# taz.de -- Neuer CDU-Bürgermeister in Konstanz: In der falschen Partei
       
       > Die CDU scheitert in Städten? Nicht in Konstanz. Die Übernahme der
       > Grünen-Metropole durch einen CDU-Politiker könnte ein Vorbild für die
       > Partei sein.
       
 (IMG) Bild: „Ich will zeigen, wie man es auch anders machen kann“: der neue OBM von Konstanz, Ulrich Burchardt
       
       KONSTANZ taz | Als Jörg Helfrich in seiner WG erzählte, dass er dieses Mal
       ein CDU-Mitglied wählen werde, nahmen ihn die anderen erst mal ins Gebet.
       Tenor: Das macht man doch nicht. Schon gar nicht in Konstanz, das seit 1996
       als Deutschlands erste Universitätsstadt von einem Grünen regiert wird.
       Seit 2009 stellen die Grünen die größte Fraktion im Gemeinderat. Letztes
       Jahr hat die CDU dann auch noch das Landtagsmandat an einen Grünen
       verloren.
       
       Helfrich ist 32, studierter Sportwissenschaftler, Gründer des Unternehmens
       Slackline-Tools und selbst Slackliner.
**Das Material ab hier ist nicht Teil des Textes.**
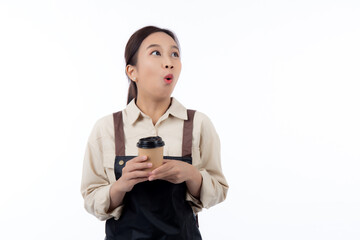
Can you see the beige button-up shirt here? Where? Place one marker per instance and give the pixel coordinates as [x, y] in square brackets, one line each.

Das ist eine Trendsportart, bei der
       man auf einem Band balanciert. „Mir fiel es erst extrem schwer, seine
       Parteizugehörigkeit zu akzeptieren“, sagt er, als er in einem Konstanzer
       Café davon erzählt. Seine langen Haare hat er zu einem Zopf
       zusammengebunden. Er trat trotzdem dem Unterstützerkreis bei und gehörte zu
       den zahlreichen Wählern aus Grünen-nahen Milieus, mit deren Stimmen Ulrich
       Burchardt zum Oberbürgermeister von Konstanz gewählt wurde.
       
       Konstanz ist zwar offiziell keine Großstadt, aber mit 85.000 Einwohnern die
       größte Stadt am Bodensee, geprägt von ihrer Konzilvergangenheit, der
       grandiosen Hafenstatue „Imperia“ des Bildhauers Peter Lenk und einem etwas
       trägen, akademisch-postindustriellen Milieu. Insofern ist es nicht ganz
       zutreffend, wenn die CDU seit Fritz Kuhns Wahlsieg in Stuttgart in den
       Städten Süddeutschlands als komplett abgehängt gilt.
       
       Gerade haben CDU-Bundestagsabgeordnete aus Großstädten ein
       „Metropolen-Manifest“ veröffentlicht, in dem sie statt Polarisierung „neue
       städtische Kompetenzverteilung“ unter sich und den Grünen propagieren,
       sowie Kandidaten, die in das grüne Milieu hineinwirken können. Im Grunde
       heißt das: Machen wir es wie in Konstanz.
       
       ## „Ich verstehe nicht, was Sie bei der CDU machen"
       
       Dort wollte im Frühsommer die Grünen-Kandidatin Sabine Seeliger, eine
       Kritikerin des damaligen Oberbürgermeisters und Grünen Horst Frank, endlich
       „echt grün“ umsetzen, also: Einführung der Citymaut und Verhinderung des
       Ausbaus der Bundesstraße 33. Damit war sie im Meinungsbildungsprozess
       jenseits vieler Wähler. Als sie die Positionen dann räumte, war es zu spät.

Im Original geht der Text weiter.